Actually, the movie has nothing to do with the WHO. It’s mentioned a few times – Cruz works for it – but only to give this yarn a paper-thin veneer of import. “Sahara” doesn’t care about the WHO any more than it cares about keeping us guessing on the villain front. All question of who is the bad guy vanishes when Lambert Wilson (“Catwoman,” “The Matrix Revolutions”) shows up. His cut-glass cheekbones exude evil, and Wilson’s job in every movie in which he appears is threefold: a. order around minions, b. make vague sexual advances to tied-up heroines, and c. writhe in agony as he burns to death.

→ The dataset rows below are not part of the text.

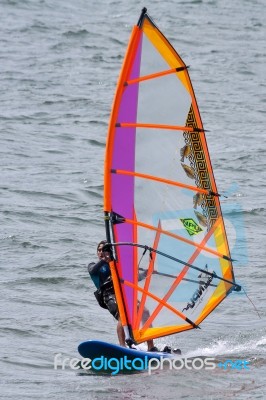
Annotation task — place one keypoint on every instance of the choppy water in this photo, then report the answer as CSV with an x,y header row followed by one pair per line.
x,y
59,62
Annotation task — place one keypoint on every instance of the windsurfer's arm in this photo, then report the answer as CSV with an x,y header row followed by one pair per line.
x,y
93,268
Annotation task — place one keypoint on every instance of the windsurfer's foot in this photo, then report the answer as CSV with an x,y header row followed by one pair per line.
x,y
154,348
177,351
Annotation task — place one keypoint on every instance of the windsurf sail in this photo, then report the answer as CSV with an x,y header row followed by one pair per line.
x,y
172,265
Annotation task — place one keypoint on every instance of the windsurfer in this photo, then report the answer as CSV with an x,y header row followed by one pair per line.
x,y
101,275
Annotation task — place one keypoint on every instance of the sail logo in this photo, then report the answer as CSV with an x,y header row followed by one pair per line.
x,y
191,226
198,293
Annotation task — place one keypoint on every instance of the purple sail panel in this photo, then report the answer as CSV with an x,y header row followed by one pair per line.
x,y
122,192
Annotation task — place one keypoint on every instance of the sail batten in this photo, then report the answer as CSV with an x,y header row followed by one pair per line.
x,y
172,265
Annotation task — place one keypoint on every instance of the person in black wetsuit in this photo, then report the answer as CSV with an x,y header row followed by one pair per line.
x,y
101,275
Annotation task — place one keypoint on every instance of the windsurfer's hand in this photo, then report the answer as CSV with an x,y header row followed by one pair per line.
x,y
106,256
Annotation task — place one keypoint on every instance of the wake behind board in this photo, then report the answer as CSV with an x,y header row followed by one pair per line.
x,y
110,358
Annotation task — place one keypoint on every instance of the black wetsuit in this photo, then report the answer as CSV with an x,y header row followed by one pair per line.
x,y
101,275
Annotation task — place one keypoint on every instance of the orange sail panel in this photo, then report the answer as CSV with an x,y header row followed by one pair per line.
x,y
160,194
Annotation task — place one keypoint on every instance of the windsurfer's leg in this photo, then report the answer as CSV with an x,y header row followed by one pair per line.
x,y
121,334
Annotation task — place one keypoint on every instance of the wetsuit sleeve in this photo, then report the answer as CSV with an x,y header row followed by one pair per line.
x,y
93,268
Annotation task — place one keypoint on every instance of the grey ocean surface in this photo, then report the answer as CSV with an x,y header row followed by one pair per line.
x,y
59,63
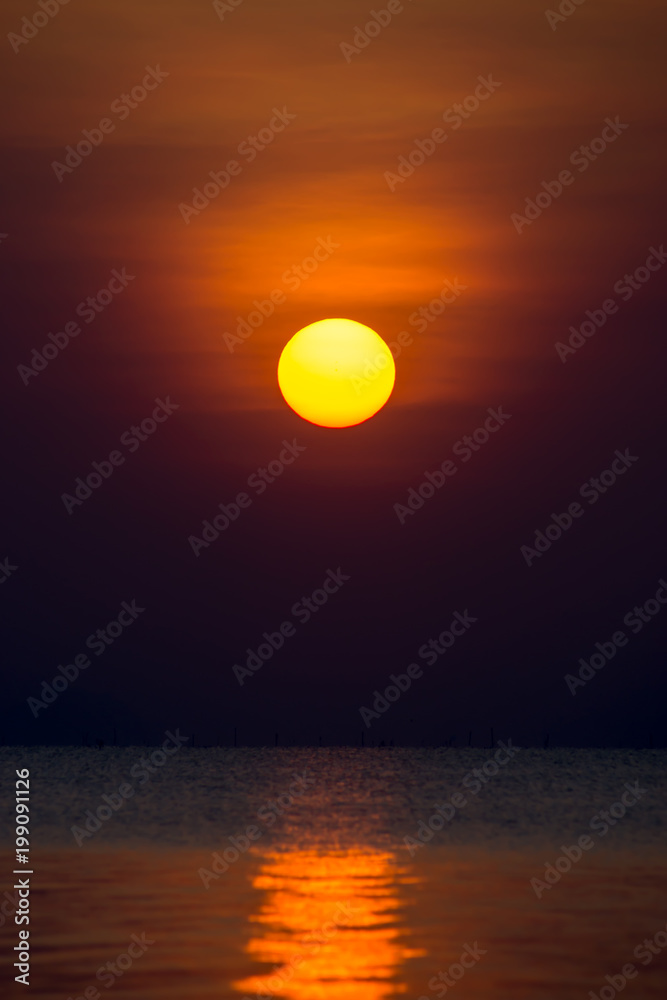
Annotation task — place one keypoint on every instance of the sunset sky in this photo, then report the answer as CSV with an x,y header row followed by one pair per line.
x,y
219,78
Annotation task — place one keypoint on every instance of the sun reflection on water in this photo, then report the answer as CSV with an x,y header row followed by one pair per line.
x,y
328,927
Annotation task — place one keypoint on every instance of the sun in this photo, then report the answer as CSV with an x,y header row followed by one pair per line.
x,y
336,373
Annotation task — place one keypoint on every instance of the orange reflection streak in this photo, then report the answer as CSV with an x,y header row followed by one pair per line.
x,y
330,927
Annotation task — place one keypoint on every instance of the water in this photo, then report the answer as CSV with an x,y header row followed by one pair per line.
x,y
318,895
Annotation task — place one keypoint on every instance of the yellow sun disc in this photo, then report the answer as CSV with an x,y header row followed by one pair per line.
x,y
336,372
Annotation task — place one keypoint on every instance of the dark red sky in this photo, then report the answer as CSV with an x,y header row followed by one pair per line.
x,y
323,178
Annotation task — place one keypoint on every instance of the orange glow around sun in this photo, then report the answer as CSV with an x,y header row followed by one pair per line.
x,y
336,373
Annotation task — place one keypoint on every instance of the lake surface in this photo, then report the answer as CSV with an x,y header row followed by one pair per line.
x,y
253,873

Predictability is one of the virtues of “Sahara,” actually. You could choose to be irritated by how rigorously it follows the adventure rules established back in the Errol Flynn era – there’s an informative here’s-what-I’m-doing-and-why-I’m-doing-it speech from the bad guy, and many scenes end with characters looking silently into the distance, just like they do before commercials on soap operas. Or you could be charmed by the way it hews to them and then tweaks them with McConaughey’s natural athleticism and Zahn’s zonked timing.

They’re a good team and, although the movie isn’t great, it is kinda fun.

Rating: 2 1/2 out of 4 stars

Rated: PG-13, for nonbloody violence, mild language and plumber’s butt

SHOULD YOU GO? It could be better, but this sort of big adventure isn’t done much anymore, and the novelty makes “Sahara” even more welcome.